Date : Circa 1509 | Medium : Oil on wood
Trained in Haarlem, where Gérard de Saint-Jean worked, before being welcomed to Bruges, Gérard David became one of the city’s finest painters, perpetuating the tradition of Hans Memling, who died in 1494. After becoming a Free Master of the Guild of Painters in 1484, he married Cornelia Cnoop, the daughter of the senior-most member of the goldsmiths’ guild in 1496. The altarpiece of the Virgo inter Virgines was donated in 1509 to the convent of the Carmelites of Sion in Bruges.
Mary, enthroned between two musical angels, holds the Baby Jesus, who is picking grapes off a bunch – a symbol of the Eucharist. She is receiving the homage of a gathering of martyrs with a child-like charm, recognisable by their attributes, each depicted in the manner of precious ornaments. From left to right : Dorothy with her basket of roses (the lawyer Theophilus had promised to convert to Christianity if she sent him roses and apples from the Garden of Christ), Catherine of Alexandria with a crown adorned with the Catherine Wheel (which miraculously broke instead of killing her), Agnes, with a lamb at her feet (the saint was killed aged 14 because she refused to marry a pagan), behind her, an anonymous woman, then Fausta with a saw (the instrument of her martyrdom), Apollonia with a set of tongs (which were used to pull out her teeth), Godelina with a scarf (which her husband used to have her strangled), Cecilia beside an organ (she sang praises to the Lord until her dying breath), Barbara, whose headdress is adorned with a tower (her father had her locked away there) and Lucy holding her eyes (which some maintain were gouged out while others assert that she gouged them out herself). The man, in the upper left corner is the painter Gérard David himself, and the woman on the right in the white cornet is most probably his wife, Cornelia.
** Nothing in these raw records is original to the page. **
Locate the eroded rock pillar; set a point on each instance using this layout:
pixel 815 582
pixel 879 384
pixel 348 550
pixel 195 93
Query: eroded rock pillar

The saints stand out against a neutral background with a visual force reminiscent of a bas-relief, but which is animated by the faces and the beauty of the materials. In this dense ensemble, the unusually accentuated upright stance of the Virgin, in its almost statuesque solidity, seems to echo the Madonna of Bruges of Michelangelo, who arrived in the city in 1506.